E.ON is placing a greater emphasis on expanding its end-customer business. The company is already seeing the benefits of its improved service and individually tailored solutions for its customers: "In the first quarter of this year we gained a net 17,000 residential customers in Germany. This is a real turnaround for our retail business. It marks the first time in a while that we have added more customers than we have lost," Johannes Teyssen said at the company's Annual in Essen, Germany.

Independent analyses indicate that among the major energy suppliers in Germany, E.ON is one of the market leaders for customer satisfaction. At the same time, E.ON offers its customers innovative solutions with superior value. An increasing number of customers want precise, rapid information that helps them reduce their energy consumption. In the UK, E.ON has partnered with Opower to launch an online 'Saving Energy Toolkit'. Over half a million E.ON UK customers have used the online tool, which compares their energy usage to other customers' homes in their local area. In Sweden, E.ON is offering 120,000 households a free smart electricity meter, which will enable its customers to use their smart phone to monitor their energy usage and costs.

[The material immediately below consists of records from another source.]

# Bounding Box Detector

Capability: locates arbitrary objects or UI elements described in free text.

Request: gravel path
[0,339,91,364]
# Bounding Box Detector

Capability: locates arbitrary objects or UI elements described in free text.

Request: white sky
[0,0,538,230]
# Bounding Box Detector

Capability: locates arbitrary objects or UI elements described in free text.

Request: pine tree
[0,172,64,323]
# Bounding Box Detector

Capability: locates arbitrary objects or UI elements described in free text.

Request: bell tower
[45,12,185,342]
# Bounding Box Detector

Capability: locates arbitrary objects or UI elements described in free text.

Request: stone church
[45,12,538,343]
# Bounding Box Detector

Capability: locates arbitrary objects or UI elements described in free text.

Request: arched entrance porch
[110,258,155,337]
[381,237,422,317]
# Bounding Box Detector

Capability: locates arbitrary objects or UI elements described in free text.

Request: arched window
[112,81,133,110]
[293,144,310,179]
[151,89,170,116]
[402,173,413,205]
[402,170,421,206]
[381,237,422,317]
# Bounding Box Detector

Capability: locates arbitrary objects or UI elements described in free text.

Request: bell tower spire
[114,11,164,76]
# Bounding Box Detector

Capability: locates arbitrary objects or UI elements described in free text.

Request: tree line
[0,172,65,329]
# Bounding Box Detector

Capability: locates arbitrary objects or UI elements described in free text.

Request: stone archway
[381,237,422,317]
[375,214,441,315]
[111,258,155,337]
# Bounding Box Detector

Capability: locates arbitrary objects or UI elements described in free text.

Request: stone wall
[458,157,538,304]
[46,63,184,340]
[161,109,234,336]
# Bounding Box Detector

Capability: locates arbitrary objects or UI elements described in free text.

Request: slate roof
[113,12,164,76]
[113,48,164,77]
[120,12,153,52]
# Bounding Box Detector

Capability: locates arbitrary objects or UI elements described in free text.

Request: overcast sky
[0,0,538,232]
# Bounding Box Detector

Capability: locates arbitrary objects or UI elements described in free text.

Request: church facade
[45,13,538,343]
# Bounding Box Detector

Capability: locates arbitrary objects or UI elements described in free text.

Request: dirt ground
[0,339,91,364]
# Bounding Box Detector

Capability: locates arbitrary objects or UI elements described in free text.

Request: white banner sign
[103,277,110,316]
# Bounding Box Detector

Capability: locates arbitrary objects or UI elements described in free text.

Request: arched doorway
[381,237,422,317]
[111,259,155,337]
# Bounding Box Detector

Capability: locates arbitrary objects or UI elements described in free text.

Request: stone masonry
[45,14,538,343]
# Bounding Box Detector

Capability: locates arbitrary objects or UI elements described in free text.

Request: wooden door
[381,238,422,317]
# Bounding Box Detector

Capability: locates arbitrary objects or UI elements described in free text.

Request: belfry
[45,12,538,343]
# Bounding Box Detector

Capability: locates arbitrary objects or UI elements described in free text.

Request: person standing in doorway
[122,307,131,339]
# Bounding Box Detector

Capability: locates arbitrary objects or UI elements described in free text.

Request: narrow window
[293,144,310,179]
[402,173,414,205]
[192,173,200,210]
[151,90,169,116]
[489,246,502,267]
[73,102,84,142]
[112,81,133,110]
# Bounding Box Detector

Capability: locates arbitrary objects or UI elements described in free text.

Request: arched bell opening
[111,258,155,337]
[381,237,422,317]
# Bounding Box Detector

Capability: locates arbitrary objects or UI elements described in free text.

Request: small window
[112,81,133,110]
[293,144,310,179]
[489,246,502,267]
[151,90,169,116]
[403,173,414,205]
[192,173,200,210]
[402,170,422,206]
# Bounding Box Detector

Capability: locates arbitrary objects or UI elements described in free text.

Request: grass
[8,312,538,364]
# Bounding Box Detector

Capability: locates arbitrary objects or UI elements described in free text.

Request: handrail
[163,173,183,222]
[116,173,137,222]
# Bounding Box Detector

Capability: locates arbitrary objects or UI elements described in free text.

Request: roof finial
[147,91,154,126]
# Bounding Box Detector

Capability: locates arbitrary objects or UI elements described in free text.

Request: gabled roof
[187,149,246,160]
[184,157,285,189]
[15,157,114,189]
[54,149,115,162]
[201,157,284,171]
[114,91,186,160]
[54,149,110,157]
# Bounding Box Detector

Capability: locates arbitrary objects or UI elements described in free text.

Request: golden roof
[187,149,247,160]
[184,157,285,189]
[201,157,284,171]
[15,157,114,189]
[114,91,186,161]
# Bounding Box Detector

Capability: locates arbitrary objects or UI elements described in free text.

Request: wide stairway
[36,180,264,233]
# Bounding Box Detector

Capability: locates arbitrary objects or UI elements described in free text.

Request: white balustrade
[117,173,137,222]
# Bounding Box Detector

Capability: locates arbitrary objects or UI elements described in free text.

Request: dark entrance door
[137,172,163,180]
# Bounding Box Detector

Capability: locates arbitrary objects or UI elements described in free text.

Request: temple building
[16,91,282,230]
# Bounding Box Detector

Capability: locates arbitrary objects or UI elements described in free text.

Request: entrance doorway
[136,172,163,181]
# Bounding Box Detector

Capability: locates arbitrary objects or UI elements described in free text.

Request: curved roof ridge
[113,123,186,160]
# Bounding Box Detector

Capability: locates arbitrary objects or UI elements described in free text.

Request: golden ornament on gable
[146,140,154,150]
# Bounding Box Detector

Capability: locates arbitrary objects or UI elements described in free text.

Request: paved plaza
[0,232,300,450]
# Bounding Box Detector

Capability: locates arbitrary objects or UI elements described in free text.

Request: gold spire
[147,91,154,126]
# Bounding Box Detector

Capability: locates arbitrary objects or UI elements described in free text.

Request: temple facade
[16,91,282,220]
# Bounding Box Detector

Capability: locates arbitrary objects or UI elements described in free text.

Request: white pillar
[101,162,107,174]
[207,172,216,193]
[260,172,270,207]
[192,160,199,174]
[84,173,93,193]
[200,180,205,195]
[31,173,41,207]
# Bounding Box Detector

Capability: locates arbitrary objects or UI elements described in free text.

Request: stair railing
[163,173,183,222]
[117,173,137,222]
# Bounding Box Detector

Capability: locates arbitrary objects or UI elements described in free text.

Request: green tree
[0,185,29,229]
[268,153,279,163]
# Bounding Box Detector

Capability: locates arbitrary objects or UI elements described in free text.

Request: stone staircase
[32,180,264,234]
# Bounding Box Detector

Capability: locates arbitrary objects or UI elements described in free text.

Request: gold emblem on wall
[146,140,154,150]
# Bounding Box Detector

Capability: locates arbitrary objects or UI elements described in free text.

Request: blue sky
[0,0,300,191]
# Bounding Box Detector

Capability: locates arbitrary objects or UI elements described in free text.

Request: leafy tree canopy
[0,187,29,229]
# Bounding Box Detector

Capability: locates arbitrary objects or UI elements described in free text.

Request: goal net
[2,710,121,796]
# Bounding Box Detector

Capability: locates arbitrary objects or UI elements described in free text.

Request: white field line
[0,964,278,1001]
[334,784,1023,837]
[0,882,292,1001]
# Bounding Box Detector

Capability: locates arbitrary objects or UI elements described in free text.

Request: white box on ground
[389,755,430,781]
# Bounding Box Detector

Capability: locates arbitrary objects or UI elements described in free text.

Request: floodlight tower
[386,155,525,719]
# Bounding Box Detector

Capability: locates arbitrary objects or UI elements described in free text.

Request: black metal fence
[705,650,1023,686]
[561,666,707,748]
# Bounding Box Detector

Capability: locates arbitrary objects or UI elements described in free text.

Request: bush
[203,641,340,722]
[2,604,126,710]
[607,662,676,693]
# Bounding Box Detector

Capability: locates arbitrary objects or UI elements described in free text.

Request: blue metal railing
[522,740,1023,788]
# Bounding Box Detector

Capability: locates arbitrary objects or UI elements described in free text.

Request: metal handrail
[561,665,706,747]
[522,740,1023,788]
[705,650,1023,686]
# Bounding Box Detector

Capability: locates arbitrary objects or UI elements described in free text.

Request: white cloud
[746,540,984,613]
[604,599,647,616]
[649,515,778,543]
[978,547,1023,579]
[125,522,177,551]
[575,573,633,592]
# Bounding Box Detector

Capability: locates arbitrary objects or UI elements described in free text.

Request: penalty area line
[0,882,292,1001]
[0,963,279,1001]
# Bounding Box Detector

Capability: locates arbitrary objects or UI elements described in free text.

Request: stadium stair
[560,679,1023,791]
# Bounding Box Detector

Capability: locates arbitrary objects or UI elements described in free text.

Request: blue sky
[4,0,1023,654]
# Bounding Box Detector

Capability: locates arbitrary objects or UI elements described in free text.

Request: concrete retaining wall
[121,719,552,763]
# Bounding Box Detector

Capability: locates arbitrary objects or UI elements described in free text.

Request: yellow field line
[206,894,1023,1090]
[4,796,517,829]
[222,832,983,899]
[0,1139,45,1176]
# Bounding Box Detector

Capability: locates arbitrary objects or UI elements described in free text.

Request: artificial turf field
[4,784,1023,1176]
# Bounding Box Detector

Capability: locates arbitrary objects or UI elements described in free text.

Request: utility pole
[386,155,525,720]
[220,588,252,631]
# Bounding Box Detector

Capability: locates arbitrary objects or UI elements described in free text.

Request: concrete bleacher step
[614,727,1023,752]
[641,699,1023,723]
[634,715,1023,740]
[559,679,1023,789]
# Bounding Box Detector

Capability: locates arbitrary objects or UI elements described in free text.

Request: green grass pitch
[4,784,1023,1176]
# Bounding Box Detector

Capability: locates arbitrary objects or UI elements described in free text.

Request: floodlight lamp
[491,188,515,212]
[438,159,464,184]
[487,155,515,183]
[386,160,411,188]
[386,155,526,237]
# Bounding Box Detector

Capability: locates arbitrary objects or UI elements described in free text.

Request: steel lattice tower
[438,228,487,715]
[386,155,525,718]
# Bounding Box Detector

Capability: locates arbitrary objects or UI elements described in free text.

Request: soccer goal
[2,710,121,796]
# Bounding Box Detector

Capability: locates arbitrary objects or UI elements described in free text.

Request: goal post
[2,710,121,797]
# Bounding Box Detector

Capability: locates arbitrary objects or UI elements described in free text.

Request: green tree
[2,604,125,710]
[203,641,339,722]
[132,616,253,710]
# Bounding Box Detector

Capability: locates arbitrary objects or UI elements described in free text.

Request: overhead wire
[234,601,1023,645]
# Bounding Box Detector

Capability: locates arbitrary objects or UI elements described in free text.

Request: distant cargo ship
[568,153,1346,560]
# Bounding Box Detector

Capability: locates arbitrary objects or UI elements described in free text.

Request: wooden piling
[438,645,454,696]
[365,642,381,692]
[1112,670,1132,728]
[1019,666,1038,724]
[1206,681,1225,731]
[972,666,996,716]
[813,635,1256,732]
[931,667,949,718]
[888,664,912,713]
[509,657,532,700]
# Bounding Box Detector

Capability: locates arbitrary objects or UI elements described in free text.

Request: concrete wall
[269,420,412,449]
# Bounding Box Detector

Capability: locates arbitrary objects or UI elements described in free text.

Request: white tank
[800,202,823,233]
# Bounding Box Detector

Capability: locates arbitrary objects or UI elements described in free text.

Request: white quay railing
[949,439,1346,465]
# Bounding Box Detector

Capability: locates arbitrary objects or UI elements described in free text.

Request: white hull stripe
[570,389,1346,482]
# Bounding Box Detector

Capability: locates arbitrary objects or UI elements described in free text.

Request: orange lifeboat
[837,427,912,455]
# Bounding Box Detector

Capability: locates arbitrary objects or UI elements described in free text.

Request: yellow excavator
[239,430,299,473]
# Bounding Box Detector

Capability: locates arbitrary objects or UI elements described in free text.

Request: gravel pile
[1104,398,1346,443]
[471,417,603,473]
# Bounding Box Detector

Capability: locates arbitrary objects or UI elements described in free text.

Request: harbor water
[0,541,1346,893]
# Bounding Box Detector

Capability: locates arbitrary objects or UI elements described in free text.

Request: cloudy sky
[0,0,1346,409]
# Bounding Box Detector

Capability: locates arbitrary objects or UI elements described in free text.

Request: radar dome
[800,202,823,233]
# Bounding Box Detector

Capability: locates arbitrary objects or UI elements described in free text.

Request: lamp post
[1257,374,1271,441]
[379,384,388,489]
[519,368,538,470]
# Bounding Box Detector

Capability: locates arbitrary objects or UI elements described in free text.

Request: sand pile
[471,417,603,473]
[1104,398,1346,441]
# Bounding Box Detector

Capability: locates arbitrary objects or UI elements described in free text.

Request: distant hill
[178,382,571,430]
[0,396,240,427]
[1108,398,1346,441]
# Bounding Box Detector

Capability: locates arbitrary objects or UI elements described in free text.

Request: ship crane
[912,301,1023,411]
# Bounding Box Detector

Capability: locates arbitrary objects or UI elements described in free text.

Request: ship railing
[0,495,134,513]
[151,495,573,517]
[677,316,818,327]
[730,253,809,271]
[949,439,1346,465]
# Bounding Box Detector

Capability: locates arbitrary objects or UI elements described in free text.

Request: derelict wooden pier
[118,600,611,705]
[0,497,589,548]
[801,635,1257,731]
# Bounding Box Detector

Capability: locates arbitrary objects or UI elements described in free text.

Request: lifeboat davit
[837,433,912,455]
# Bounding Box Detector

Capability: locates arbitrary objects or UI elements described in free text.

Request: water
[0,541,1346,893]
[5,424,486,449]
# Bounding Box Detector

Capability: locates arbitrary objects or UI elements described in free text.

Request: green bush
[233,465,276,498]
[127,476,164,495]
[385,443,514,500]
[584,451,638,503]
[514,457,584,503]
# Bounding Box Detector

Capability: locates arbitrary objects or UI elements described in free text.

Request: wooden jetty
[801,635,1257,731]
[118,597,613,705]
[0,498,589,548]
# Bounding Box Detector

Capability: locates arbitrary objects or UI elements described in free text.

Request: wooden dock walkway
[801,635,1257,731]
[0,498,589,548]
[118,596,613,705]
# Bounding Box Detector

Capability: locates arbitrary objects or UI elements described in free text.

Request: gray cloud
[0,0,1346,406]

Mr. Teyssen also commented on the company's industrial and commercial business which is also gaining momentum. The spectrum of individual, custom-tailored solutions extends from an on-site power and heat supply for the Albert Friedrich paper mill in Miltenberg in southeast Germany, to a global energy management service for major British retailer Marks & Spencer. The retailer aims to halve the energy consumption of its 850 locations worldwide and to make its entire energy supply zero-carbon by 2020. Via data links, the E.ON Energy Management Center now remotely optimizes Marks & Spencer's entire energy supply.

E.ON is also making progress optimizing its organization. The company completed a fundamental transformation of its energy sales business in Germany, which now consists of a single, centrally managed nationwide sales organization. The organization remains close to its customers through its local offices at locations around the country.

In addition, E.ON recently started the process of combining its conventional generation and renewables businesses. The new entity will have a leaner organization and processes, which enhance the competitiveness of E.ON's generation business and opens up new commercial prospects.

Independently of this, the company's E.ON 2.0 program has enabled it to significantly reduce its controllable costs, simplify its organization, and make hundreds of processes more efficient. In the four years through to 2015, E.ON will have reduced its controllable costs by €1.3 billion on a net basis. The company achieved €700 million in cost savings in 2013 alone, €100 million more than planned.

These measures play an important role in helping E.ON deal with its difficult business environment. As an example of this, in his speech, Mr. Teyssen outlined the further decline of wholesale power prices and low capacity utilization of the company's power plants in Europe. He announced that E.ON will continue to take decisive countermeasures. These include temporarily or permanently withdrawing generating units that cannot be operated profitably in the current regulatory and business environment. So far, E.ON has decided to shut down assets with an aggregate capacity of 13 gigawatts, which is more than one quarter of its conventional generation fleet in Europe. In this context, Teyssen said that it is surprising that conventional generating units are tacitly and, as a matter of course, planned for use as reserve capacity but without appropriate compensation being provided for them. The value of these conventional assets was recently demonstrated on dark and windless winter days when renewables provided just 5 percent of Germany's power demand.

E.ON does not anticipate any significant turnaround in European energy markets in 2014. The company believes that this situation confirms that it was right to pursue a strategy of acting early to improve its competitiveness and at the same time tapping into new growth markets. Mr. Teyssen affirmed E.ON's earnings forecast for 2014, which calls for EBITDA of €8 to €8.6 billion and underlying net income of €1.5 to €1.9 billion.

In view of the decline in underlying net income, E.ON is paying a dividend of €0.60 per share for 2013 and is therefore, as in recent years, paying out to shareholders between 50 and 60 percent of underlying net income. In addition, for the first time E.ON is offering its shareholders the option of exchanging the cash dividend partially into E.ON shares.

This press release may contain forward-looking statements based on current assumptions and forecasts made by E.ON Group management and other information currently available to E.ON. Various known and unknown risks, uncertainties and other factors could lead to material differences between the actual future results, financial situation, development or performance of the company and the estimates given here. E.ON does not intend, and does not assume any liability whatsoever, to update these forward-looking statements or to conform them to future events or developments.